Two issues in neural value-decision making: emulating the other’s decision processes, and time representations

Hiro Nakahara
Laboratory for Integrated Theoretical Neuroscience RIKEN Brain Science Institute

Two issues in neural value-decision making: emulating the other’s decision processes, and time representations

I plan to present our two recent works in the fields of neural value-based decision making. The first topic concerns value-based decision making in social contexts, in which predicting another’s decision making is often indispensable for making one’s own decision. How does our brain learn and emulate the other’s value-based decision making, so as to incorporate it into one’s own value-based decision making? To address this issue, we have been conducting a model-based fMRI study and I will summarize the results of this study (unpublished). In brief, we found that two different errors, emulated-other’s reward and action prediction errors, contribute to learning for emulating the other; the errors are respectively correlated with neural signals in the ventromedial prefrontal and dorsolateral/dorsomedial prefrontal cortex. The second topic is to refine the frameworks of reinforcement learning, or temporal difference (TD) learning, for neural valuation processes. Although the TD learning becomes a major paradigm for understanding value-based decision making and related neural activities (e.g., dopamine activity), the representation of time in neural processes modeled by a TD framework is poorly understood.
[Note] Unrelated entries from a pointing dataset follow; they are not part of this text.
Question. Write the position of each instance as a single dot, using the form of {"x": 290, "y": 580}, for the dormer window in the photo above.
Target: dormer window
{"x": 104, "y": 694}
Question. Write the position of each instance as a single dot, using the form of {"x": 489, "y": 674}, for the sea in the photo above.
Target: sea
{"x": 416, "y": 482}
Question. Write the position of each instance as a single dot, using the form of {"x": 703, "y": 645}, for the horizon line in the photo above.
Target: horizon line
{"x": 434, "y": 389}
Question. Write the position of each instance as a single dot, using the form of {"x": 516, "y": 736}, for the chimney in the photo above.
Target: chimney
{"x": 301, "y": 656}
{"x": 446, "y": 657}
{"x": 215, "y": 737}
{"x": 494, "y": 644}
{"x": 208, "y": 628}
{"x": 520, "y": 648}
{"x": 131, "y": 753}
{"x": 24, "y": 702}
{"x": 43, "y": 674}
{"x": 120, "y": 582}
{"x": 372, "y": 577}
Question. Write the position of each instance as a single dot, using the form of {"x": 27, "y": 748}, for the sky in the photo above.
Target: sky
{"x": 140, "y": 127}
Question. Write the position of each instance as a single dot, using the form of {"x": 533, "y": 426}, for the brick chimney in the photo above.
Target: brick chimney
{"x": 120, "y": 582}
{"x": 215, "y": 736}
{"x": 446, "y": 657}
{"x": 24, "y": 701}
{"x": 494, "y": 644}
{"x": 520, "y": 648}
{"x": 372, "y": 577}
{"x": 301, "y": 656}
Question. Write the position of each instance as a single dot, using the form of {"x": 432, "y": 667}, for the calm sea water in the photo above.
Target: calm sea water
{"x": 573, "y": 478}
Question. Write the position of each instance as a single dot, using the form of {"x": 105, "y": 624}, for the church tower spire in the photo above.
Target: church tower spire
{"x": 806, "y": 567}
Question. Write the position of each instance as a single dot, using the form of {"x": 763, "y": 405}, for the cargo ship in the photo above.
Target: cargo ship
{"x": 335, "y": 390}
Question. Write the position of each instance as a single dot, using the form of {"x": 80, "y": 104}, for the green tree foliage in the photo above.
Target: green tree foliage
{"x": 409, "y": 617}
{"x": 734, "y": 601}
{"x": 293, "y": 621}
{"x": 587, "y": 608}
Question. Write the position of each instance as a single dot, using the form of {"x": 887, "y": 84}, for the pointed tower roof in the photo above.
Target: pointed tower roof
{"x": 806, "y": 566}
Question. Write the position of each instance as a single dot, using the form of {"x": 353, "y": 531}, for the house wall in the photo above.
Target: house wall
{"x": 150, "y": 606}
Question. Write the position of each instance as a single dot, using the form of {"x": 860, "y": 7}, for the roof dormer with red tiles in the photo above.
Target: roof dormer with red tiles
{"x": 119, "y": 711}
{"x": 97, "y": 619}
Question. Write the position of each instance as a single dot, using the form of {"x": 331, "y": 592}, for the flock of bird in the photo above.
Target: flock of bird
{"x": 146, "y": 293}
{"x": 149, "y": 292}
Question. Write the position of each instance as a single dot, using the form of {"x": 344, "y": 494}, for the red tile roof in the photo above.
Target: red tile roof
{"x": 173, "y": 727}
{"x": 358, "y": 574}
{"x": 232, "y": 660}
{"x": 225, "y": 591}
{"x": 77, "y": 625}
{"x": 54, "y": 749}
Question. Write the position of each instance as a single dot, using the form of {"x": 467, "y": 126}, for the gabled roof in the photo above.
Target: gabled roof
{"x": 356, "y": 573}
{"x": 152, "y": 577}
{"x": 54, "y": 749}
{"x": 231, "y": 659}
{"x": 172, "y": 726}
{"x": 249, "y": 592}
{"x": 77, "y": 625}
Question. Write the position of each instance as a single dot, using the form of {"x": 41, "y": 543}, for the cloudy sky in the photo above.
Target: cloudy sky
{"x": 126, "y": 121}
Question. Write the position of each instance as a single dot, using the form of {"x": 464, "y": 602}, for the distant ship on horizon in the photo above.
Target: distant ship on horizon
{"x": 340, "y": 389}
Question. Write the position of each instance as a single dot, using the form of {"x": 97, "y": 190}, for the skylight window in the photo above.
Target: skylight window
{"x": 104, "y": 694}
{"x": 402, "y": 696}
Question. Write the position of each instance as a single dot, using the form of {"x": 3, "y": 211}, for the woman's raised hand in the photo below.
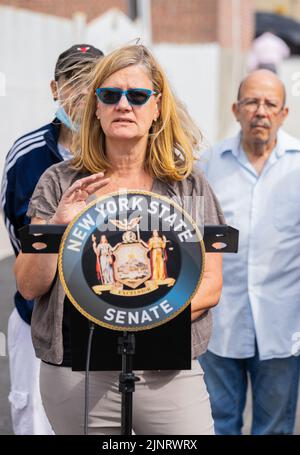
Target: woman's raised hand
{"x": 74, "y": 199}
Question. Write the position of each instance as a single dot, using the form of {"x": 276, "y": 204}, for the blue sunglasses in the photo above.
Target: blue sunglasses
{"x": 135, "y": 96}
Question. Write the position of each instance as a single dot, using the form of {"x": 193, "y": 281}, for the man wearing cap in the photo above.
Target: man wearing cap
{"x": 26, "y": 161}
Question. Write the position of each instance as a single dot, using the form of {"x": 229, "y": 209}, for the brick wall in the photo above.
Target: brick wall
{"x": 173, "y": 21}
{"x": 184, "y": 21}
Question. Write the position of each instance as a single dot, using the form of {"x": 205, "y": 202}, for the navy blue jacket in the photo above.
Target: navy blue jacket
{"x": 26, "y": 161}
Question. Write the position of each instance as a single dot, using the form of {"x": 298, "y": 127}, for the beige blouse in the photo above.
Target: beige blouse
{"x": 46, "y": 323}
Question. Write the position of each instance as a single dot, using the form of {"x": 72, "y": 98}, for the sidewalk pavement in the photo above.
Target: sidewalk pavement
{"x": 7, "y": 286}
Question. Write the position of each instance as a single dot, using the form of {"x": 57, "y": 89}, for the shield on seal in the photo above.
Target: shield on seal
{"x": 132, "y": 265}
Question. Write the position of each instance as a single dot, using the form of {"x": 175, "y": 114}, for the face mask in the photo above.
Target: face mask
{"x": 65, "y": 119}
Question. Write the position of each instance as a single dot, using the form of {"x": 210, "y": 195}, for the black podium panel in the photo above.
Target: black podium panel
{"x": 167, "y": 347}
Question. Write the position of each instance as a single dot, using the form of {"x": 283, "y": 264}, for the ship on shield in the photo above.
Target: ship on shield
{"x": 133, "y": 264}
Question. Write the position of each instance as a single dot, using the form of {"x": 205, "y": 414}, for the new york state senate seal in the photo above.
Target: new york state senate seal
{"x": 131, "y": 260}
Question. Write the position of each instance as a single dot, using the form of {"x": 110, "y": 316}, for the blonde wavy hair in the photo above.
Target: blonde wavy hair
{"x": 173, "y": 138}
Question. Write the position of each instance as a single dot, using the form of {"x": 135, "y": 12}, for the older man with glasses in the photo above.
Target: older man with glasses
{"x": 256, "y": 177}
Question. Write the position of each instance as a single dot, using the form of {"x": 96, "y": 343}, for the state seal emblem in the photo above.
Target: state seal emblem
{"x": 131, "y": 261}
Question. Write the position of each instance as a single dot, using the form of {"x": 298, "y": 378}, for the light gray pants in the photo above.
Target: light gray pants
{"x": 164, "y": 402}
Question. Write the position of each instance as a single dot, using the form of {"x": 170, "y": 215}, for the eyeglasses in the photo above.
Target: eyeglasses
{"x": 253, "y": 104}
{"x": 135, "y": 96}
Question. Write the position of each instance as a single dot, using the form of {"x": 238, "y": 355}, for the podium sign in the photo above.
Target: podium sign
{"x": 131, "y": 261}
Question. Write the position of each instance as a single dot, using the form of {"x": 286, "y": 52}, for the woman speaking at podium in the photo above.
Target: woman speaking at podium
{"x": 134, "y": 134}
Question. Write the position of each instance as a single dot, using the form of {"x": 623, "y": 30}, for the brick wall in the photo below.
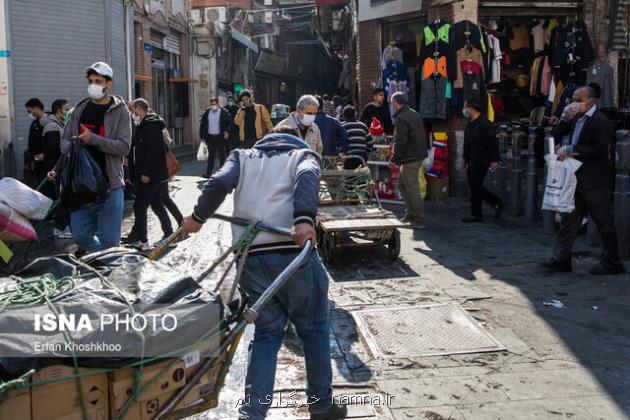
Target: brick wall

I will present the formulation and possible consequences of a TD model (called internal-time TD model) that treats time of operator/neural valuation process separately from time of observer/experiments. The separation of the two times allows us to uncover so called operator-observer problems that intrinsically exist when applying TD models to neural value-based decision making: e.g., different expressions of TD error dependent upon both the time frame and time unit, and co-appearance of exponential and hyperbolic discounting at different delays in intertemporal choice tasks.